Il est de bon ton, depuis quelques années, quel que soit l'interlocuteur par ailleurs, de critiquer ou de mettre en cause les responsables politiques. J'ai tendance à penser que les citoyens de notre pays ont les politiques qu'ils méritent.
Notre société connaît une période de profondes mutations. Les habitudes cycliques observées depuis quelques générations appartiennent désormais au passé. Ces mutations sont d'ordre économique, climatique et interviennent à l'échelle planétaire. Raisonner comme si nous étions dans le même monde qu'après les accords de Yalta n'a pas de sens. Les Bric - Brésil, Russie, Inde, Chine - et l'Afrique ont envie d'avoir leur part du gâteau planétaire : c'est logique et normal. Tout cela chamboule d'une certaine manière une partie de nos certitudes. On pointe souvent le rôle des économistes et l'absence de pensée politique. Il se trouve que, dans les siècles précédents, les économistes talentueux étaient en même temps philosophes. Les pensées philosophiques du XIXe et du XXe siècles sont à mon sens toujours valables aujourd'hui. Les critères économiques, eux, ont évolué. Faudrait-il pour autant s'abstenir non pas de repenser mais de regarder avec un oeil neuf ce que disaient les grands philosophes qui nous ont précédés ? À l'évidence, non.

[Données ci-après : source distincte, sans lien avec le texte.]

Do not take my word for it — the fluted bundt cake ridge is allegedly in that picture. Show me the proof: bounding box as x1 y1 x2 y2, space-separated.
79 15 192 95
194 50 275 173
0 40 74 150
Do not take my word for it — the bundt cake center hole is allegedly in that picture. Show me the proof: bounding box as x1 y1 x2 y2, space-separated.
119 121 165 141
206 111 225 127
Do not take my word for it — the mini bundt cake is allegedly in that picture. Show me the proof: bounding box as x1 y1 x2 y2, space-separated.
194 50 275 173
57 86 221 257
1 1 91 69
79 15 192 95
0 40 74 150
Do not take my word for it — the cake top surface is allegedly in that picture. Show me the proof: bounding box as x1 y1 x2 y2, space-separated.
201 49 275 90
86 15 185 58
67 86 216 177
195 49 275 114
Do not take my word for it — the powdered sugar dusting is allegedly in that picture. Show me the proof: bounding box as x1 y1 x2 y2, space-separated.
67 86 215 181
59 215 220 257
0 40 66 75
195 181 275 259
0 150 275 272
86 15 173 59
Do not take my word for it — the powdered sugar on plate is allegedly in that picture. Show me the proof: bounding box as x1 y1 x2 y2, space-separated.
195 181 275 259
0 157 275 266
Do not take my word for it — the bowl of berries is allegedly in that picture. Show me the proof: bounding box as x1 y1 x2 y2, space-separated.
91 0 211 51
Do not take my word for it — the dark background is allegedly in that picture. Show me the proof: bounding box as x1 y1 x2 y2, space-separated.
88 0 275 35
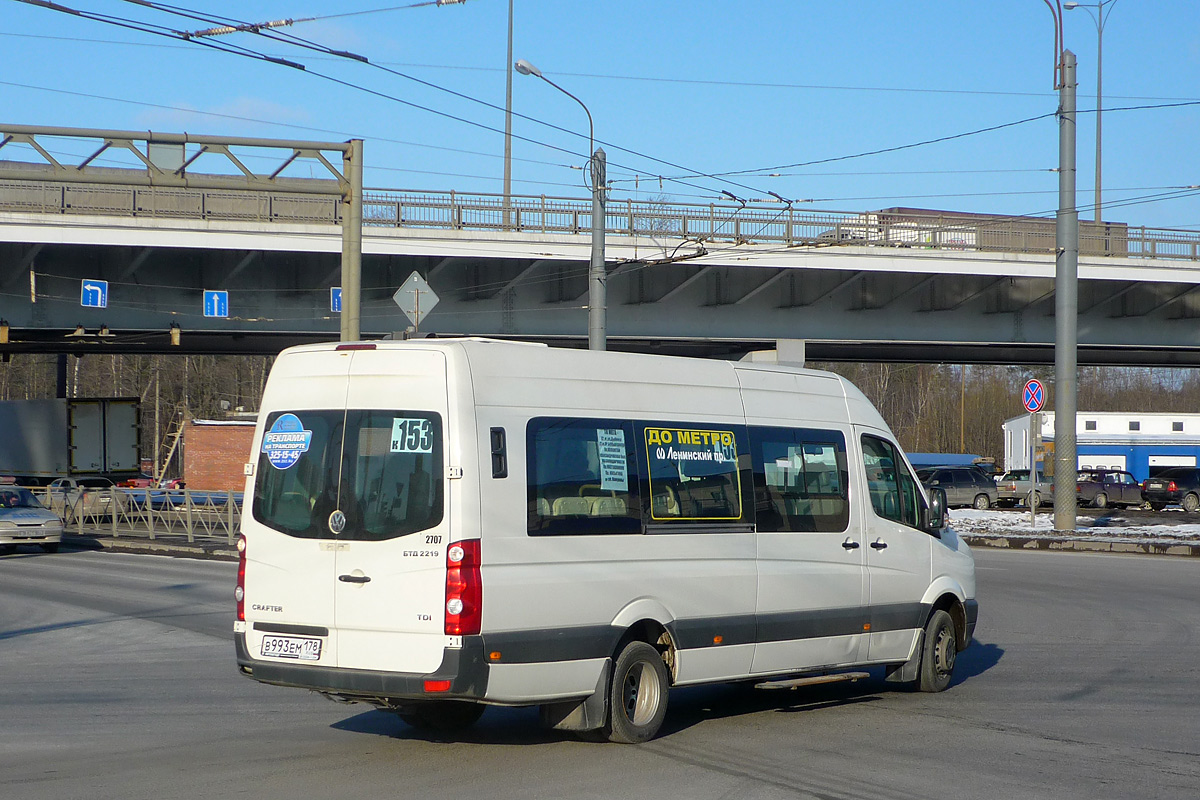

Chacun connaît la réalité de l'utilisation des finances mondiales aujourd'hui. Sur l'ensemble des échanges boursiers, seuls 10 % peut-être s'appuient sur des investissements pour soutenir l'activité économique. Le reste appartient au domaine spéculatif. L'association que vous présidez avait-elle prévu la crise financière de 2008 ? Tout ce qui a été prévu et imaginé, pour autant que c'était nécessaire, n'était certainement pas suffisant. Un bilan est souhaitable pour nous prémunir des risques d'un nouveau krach. La bourse de Paris connaît actuellement une envolée spéculative ; il est en train de se créer une bulle spéculative dont les conséquences s'annoncent aussi redoutables que dramatiques.
J'ai pris connaissance d'une note de veille que Futuribles a publiée le 23 janvier 2012 : depuis vingt ans, au sein des pays membres de l'OCDE, les 10 % les plus riches de la population ont vu leur pouvoir d'achat augmenter, les 10 % les plus pauvres leur pouvoir d'achat diminuer. Nombre d'économistes sont sur cette ligne. N'avez-vous pas le sentiment que de telles inégalités, entre les pays ou sur un même territoire, constituent un frein à la croissance ? De mon point de vue, l'égalité est source de croissance, l'inégalité de décroissance. C'est un vrai sujet qui devrait concerner chacune et chacun d'entre nous.